About four years, as it is. “As soon as the final ceremony is over with the release of the law,” says Nike chief executive John Hoke, “our next Summer Olympic project will begin.” It is not just a matter of advertising. The 2016 Games in Rio de Janeiro ended on August 21 that year; in September, the Nike production team was in Japan, meeting with the Tokyo Olympic Committee to review the whereabouts of the heads of its members.
Several things became very noticeable. The first was that Tokyo would be a long way from Rio. August in the Brazilian city feels good for anyone who came to Miami for the winter: about 78 degrees Fahrenheit, as well as a break from the constant humidity. Tokyo in August? Not so much. Hot, muggy, ugh.
The second thing that the Tokyo committee made clear was their interest in security. It was not uncommon for Olympic organizers, since the Sydney Games in 2000, government officials have devised a way to become a tourist destination – but Tokyo had a number of new alternatives. He hired Kengo Kuma, a well-known professional who wants to get better with the surrounding area, to build the National Stadium in the middle of the Games. He also dedicated himself to making medals not from recycled materials but recycled phones.
This was all music in the ears of the Nike team. He has tried to make Olympic and natural weapons in the past, such as the 2000 Sydney Games running singles made of recycled bottles, but the motive and the killing are not always the same. “It didn’t look good, it didn’t sound right,” says Hoke, looking back at the singlet. But now? With a few Olympics and two decades of science and innovation? Tokyo will provide them with opportunities to establish operations and principles.
Thanks to the shoes and clothes that Nike unveiled last year, just months before Covid-19 plague pushed the 2020 Games to Summer 2021 — he wants to do this. It is based on what Hoke calls an “atom,” using a computer-generated design to create second skin or breathable hair, depending on the needs of the game. It also represents the company’s main brand but that stability should not mean commitment – decoration, sport, or anything else.

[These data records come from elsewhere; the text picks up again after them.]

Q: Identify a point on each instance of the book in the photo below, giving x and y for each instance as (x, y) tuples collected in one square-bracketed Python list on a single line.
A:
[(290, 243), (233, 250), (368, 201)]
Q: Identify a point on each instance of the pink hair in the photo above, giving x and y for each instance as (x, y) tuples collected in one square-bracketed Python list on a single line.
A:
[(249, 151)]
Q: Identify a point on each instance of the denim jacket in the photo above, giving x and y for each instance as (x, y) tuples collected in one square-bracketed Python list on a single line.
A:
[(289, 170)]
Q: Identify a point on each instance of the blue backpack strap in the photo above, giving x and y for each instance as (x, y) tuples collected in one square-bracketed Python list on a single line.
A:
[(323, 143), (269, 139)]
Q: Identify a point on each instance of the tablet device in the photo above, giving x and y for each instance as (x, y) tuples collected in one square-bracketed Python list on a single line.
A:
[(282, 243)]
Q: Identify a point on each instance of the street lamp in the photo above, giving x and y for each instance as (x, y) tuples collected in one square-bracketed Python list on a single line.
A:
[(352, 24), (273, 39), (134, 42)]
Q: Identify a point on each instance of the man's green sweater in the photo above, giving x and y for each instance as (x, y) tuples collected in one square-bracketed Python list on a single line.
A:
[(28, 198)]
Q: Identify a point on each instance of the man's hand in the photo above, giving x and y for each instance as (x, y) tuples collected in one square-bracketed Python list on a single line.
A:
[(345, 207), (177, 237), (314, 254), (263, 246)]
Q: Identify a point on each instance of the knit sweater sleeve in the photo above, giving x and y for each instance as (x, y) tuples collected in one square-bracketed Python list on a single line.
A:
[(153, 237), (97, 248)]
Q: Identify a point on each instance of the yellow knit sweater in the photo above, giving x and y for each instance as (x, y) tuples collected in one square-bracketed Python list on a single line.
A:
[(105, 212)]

In the meantime, we know that the 2016 climate change conferences in Tokyo have already taken place. The experimental events in August 2019 experienced such extreme temperatures the sailors were very tired and The three of them grew very large. The Olympic Committee responded by moving this year’s marathon 500 miles north of Sapporo in anticipation of a violent season.
Heat is the devil following the railroad; rail conditions (and, u, field) can be more than 20 degrees Fahrenheit than ambient temperatures. Nike’s clothing line seeks to exorcise the demons using a new tool called Aeroswift, a lesser-known version of its popular Dri-Fit technology. It is like a very thin, narrow cord — those corduroy. Unless the ridges on these platforms perform two functions: they create a shock absorber that allows the fabric to have a two-tone, almost masculine shape that can be seen as moving while the runners are walking.